Yorke stood a metre in front of him, towering over the smaller man. He widened his eyes, lowered his voice to a hiss. ‘Give me your phone.’
‘No, I will not…’
‘Are you disobeying a direct order?’
‘No, but it is an inappropriate—’
‘Now.’
Parkinson handed it over with a trembling hand.
Yorke marched over to the window, opened it, and glanced down to check that there was no one two floors below. Then, he dropped the phone out of the window, and watched it smash on the concrete below.
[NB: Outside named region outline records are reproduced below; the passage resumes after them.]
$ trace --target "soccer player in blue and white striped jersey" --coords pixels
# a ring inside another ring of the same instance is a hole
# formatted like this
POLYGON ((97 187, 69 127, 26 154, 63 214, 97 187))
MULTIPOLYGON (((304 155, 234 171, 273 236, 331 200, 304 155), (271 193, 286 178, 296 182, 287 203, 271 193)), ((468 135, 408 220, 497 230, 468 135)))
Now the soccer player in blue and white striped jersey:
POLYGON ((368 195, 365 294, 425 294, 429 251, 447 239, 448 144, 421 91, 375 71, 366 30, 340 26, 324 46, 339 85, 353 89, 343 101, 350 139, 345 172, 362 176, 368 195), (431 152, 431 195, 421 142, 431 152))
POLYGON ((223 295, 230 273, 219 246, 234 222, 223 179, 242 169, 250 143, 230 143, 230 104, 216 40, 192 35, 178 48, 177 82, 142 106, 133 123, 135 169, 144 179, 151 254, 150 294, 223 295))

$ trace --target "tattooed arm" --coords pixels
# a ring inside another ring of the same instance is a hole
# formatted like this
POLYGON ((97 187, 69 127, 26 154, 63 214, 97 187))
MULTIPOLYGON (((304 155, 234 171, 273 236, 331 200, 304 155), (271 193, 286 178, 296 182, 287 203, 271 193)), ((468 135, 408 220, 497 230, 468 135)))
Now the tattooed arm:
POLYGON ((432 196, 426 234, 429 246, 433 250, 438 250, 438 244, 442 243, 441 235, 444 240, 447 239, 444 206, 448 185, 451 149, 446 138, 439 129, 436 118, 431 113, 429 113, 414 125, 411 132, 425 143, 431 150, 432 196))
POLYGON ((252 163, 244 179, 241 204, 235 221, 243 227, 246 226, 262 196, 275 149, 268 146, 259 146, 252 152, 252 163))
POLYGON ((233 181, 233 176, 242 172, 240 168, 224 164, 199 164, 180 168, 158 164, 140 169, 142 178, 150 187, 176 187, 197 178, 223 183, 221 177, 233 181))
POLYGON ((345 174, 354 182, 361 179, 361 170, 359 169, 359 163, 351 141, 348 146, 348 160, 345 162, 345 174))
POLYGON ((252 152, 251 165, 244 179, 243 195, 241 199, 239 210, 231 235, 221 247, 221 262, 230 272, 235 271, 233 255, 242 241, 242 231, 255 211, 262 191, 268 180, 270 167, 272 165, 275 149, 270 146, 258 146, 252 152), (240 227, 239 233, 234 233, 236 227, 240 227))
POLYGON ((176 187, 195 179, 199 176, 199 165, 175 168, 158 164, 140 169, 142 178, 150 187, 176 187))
He closed the window, turned to the crowd and pointed at Parkinson. ‘If you ever contaminate my incident room again, I will end your career.’
He left the silent room.
14
ON HIS WAY to see Dr Martin Adams at Southampton University, Yorke took the scenic route, so he could pull over in a quiet country lane. He reached under a seat and pulled out a disposable phone. Over ten minutes ago, he’d texted Harry the following message: phone this number from a payphone at least fifteen minutes from your house.
He quickly phoned Jake on his main phone to tell him that he was running a little late in meeting him at the university to see Adams. He lied, saying he’d had to stop and queue for fuel. He’d no need to contact Topham, because he’d left him back at the station to wait for Neil’s arrival and coordinate the rest of the team in their assignments.